Он тоже сел, улыбаясь.
— Для того, чтобы пообедать с тобой, у меня всегда найдется время, ты же знаешь.
— На прошлой неделе я получила длиннющее письмо от Кейт, — сказала она.
— Правда? — Брови его высоко поднялись. — Она все еще в Европе?
— Да, — кивнула Фрэн, — но скоро собирается вернуться.
— Я за нее тревожусь, — признался Колби.
Фрэн удивилась:
— Но почему? Ведь она уже взрослая!
— Я-то надеялся, что она наконец угомонится и выйдет замуж, — нахмурился Колби, — но она, похоже, сопротивляется этому изо всех сил.
— Мне кажется, ты преувеличиваешь, — возразила Фрэн.
— Возможно, конечно, но что-то здесь не то.
— А от Джима у тебя нет вестей? — спросила она.
— Представь себе, есть. Он сказал, что не смог тебе дозвониться, — объяснил Колби. — Ты ходила за покупками?
Она покачала головой:
— Я была у доктора.
— Разве ты нездорова?
— Нет, у меня все прекрасно, лучше быть и не может. Так, обычный осмотр.
Подошел официант, и Колби попросил еще мартини — один стакан он уже выпил, дожидаясь Фрэн. Но Фрэн от аперитива отказалась.
— А как же дайкири? — удивленно переспросил ее отец.
— Вряд ли мне сейчас стоит его пить. — Фрэн помедлила. — Потому я и хотела видеть тебя, папа. У меня будет ребенок.
Колби смотрел на нее с явным недоверием:
— Ты и вправду беременна? Солнышко, да это же прекрасно! А Джим уже знает?

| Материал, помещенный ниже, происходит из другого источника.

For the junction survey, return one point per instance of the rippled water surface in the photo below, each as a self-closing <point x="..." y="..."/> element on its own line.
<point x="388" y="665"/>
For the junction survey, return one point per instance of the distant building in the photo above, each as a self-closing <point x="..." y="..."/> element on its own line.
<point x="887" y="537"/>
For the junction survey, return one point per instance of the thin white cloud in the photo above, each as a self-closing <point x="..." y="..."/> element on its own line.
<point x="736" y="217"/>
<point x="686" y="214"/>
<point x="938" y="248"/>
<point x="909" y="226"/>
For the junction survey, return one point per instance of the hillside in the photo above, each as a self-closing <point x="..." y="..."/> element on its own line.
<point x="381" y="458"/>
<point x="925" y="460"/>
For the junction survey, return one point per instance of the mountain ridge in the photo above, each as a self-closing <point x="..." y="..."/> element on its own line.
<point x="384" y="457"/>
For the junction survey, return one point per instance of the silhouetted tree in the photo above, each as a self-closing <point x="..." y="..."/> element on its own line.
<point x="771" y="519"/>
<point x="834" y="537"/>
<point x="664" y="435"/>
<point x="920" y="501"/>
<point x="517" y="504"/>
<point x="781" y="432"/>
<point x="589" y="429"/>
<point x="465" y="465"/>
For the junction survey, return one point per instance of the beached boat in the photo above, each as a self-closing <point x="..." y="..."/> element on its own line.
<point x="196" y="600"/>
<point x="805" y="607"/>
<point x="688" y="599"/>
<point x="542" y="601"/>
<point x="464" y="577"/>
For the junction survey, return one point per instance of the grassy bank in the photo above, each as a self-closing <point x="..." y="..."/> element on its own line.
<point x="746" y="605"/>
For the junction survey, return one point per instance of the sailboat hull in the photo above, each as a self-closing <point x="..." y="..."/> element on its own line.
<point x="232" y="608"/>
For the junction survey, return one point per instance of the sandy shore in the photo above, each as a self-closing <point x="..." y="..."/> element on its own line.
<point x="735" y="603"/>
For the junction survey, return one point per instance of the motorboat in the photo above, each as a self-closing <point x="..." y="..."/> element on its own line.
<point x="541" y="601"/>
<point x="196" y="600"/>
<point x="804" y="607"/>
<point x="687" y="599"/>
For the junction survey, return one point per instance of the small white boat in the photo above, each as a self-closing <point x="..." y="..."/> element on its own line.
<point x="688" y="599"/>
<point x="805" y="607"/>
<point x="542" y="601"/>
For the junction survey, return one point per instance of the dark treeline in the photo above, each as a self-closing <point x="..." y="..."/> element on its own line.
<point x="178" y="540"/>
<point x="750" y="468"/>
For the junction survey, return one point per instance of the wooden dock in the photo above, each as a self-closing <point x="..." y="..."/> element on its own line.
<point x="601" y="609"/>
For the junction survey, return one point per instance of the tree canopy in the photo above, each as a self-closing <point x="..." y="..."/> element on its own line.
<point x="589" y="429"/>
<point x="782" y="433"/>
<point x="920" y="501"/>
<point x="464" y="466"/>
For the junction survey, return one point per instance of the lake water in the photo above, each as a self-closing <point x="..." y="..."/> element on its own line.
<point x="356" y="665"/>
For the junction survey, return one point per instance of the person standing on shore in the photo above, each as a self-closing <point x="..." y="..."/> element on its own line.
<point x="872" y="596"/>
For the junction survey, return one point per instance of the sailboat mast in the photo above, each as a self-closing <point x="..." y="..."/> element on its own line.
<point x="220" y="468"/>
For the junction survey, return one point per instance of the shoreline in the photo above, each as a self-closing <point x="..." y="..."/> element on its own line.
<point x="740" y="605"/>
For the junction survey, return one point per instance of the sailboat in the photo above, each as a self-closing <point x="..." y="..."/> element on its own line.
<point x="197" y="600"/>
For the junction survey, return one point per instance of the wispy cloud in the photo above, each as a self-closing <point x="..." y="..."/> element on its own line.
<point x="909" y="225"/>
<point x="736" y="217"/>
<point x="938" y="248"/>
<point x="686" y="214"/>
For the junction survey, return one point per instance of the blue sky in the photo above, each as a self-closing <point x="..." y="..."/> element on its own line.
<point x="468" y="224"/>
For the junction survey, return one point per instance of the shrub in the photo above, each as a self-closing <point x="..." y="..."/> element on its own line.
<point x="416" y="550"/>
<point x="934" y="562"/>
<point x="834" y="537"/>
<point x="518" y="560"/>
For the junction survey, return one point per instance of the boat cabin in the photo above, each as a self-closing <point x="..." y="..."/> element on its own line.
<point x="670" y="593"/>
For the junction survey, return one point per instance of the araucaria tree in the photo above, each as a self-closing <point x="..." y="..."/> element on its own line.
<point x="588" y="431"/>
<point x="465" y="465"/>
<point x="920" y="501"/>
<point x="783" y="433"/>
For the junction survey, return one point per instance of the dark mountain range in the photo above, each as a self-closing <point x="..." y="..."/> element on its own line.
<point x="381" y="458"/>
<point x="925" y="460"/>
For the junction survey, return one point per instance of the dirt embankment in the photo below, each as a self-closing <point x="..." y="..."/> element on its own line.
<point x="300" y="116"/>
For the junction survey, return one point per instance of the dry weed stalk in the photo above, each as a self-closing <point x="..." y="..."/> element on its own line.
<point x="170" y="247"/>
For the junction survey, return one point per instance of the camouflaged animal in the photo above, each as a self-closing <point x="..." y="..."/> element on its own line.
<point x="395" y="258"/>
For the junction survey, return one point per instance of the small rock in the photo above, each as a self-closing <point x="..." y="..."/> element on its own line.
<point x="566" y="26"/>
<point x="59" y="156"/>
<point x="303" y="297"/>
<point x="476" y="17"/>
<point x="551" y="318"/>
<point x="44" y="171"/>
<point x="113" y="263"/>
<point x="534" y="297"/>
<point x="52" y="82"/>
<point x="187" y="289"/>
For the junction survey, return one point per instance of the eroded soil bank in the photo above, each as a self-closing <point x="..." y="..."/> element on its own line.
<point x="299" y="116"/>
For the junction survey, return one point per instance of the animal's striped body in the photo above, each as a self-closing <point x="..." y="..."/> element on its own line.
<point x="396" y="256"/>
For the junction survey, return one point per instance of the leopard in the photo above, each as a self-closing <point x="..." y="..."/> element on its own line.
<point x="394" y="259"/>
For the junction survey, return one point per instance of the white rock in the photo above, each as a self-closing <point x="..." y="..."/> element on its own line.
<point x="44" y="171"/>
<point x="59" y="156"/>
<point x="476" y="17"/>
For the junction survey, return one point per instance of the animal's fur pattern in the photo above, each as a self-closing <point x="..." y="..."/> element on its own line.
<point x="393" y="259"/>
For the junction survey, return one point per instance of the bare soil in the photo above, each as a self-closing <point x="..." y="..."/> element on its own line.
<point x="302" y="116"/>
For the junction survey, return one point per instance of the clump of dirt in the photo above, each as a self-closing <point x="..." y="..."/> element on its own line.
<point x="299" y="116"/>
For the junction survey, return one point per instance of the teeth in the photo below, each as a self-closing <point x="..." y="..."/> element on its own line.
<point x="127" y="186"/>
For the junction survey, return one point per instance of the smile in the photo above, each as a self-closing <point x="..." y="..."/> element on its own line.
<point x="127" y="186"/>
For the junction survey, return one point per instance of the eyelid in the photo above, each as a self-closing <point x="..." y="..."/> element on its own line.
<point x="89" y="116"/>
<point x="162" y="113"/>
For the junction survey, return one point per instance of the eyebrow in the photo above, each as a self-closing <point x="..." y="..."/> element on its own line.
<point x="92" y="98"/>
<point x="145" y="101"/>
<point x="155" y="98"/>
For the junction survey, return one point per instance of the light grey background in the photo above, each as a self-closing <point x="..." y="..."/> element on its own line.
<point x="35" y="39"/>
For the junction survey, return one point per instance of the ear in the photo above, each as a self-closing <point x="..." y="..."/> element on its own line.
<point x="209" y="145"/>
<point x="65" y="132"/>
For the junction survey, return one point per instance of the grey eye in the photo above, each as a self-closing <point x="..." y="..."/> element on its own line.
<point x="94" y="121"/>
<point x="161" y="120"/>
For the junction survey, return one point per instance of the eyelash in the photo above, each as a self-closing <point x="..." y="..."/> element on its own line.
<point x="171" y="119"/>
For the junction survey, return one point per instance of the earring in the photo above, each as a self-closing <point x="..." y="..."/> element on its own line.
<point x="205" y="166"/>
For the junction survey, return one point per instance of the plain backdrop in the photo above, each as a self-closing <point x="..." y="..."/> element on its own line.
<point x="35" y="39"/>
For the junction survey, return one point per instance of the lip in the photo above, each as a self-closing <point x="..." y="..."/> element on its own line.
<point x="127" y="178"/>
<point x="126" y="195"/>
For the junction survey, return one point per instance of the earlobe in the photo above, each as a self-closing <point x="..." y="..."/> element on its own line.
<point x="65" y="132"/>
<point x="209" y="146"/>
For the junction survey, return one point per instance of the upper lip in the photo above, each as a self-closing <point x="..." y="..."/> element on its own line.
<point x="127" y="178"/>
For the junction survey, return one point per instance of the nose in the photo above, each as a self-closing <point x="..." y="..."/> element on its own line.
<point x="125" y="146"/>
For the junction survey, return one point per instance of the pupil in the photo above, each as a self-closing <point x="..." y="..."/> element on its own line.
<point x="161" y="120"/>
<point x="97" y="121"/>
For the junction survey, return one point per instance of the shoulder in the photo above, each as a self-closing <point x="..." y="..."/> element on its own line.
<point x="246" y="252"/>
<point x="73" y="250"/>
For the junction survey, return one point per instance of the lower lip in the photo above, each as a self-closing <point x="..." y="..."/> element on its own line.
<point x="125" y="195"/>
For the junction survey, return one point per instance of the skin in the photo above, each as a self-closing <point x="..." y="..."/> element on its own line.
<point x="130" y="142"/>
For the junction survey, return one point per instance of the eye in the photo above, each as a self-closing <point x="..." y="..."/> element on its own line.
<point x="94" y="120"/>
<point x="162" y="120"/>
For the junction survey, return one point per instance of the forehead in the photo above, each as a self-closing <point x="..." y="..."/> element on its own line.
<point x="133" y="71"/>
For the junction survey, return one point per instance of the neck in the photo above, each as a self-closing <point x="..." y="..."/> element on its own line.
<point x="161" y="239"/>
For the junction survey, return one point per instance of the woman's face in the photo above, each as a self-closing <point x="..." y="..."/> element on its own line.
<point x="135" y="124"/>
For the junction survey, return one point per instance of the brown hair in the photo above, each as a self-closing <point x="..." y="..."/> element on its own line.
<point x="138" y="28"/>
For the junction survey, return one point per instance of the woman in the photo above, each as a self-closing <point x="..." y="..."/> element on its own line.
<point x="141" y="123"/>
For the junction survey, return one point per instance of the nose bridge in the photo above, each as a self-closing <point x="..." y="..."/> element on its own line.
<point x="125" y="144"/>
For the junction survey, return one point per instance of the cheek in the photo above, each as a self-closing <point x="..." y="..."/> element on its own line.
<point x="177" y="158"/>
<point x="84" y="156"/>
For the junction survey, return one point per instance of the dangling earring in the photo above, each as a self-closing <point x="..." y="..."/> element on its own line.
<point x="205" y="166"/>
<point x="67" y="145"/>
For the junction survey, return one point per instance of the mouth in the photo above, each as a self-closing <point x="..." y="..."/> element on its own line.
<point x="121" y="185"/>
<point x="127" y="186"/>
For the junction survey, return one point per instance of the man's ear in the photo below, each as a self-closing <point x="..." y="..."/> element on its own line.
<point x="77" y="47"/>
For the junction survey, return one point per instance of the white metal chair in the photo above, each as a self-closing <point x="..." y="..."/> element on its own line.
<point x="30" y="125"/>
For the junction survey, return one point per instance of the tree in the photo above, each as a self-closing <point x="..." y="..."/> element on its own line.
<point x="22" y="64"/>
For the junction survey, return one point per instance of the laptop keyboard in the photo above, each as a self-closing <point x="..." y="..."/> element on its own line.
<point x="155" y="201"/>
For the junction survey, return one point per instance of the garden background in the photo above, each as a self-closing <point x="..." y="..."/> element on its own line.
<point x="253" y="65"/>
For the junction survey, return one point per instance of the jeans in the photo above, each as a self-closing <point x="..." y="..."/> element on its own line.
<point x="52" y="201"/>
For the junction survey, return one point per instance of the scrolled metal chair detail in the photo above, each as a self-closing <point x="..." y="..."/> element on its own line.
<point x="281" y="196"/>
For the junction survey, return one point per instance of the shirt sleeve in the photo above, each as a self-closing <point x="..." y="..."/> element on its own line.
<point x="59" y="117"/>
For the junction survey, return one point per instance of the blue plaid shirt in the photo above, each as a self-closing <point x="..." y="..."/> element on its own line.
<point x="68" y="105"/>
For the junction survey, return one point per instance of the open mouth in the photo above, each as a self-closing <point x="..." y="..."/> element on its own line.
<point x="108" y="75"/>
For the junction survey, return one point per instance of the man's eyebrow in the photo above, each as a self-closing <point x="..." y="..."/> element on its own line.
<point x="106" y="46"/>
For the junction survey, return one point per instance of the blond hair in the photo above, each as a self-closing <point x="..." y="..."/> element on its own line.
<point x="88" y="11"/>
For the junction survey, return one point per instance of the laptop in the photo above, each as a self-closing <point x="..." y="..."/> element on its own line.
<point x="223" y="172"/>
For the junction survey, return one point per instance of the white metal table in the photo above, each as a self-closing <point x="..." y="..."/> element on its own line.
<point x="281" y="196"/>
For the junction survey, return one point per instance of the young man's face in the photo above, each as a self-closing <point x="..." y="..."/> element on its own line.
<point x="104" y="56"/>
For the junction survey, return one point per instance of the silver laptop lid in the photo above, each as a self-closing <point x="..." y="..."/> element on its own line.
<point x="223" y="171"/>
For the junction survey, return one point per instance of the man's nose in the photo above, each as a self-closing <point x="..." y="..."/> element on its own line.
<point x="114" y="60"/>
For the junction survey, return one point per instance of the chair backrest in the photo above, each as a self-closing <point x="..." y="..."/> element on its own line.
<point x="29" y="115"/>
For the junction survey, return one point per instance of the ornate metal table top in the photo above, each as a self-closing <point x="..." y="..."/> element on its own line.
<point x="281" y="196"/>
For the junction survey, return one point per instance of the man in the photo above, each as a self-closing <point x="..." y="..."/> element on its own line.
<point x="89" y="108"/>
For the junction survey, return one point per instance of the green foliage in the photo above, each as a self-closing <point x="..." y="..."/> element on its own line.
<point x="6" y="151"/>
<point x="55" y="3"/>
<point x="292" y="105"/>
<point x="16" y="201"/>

Она отрицательно покачала головой:
— Я и хотела у тебя узнать, что ты знаешь о Джиме. Когда он собирается вернуться домой? — Какое-то время она колебалась, потом все же сказала: — Конечно, его не было всего четыре недели, но для меня они тянулись, как долгие-предолгие месяцы. И он опять не вернулся к нашей годовщине — это после всех моих приготовлений! — он отправился из Парижа в Лондон. Ах, папа, я знаю, что это необходимо, но я не могу, не могу смириться с этим. Вот теперь он должен стать отцом — а он даже не знает об этом. И я иногда думаю — да увидит ли он своего ребенка до того, как тот окончит колледж?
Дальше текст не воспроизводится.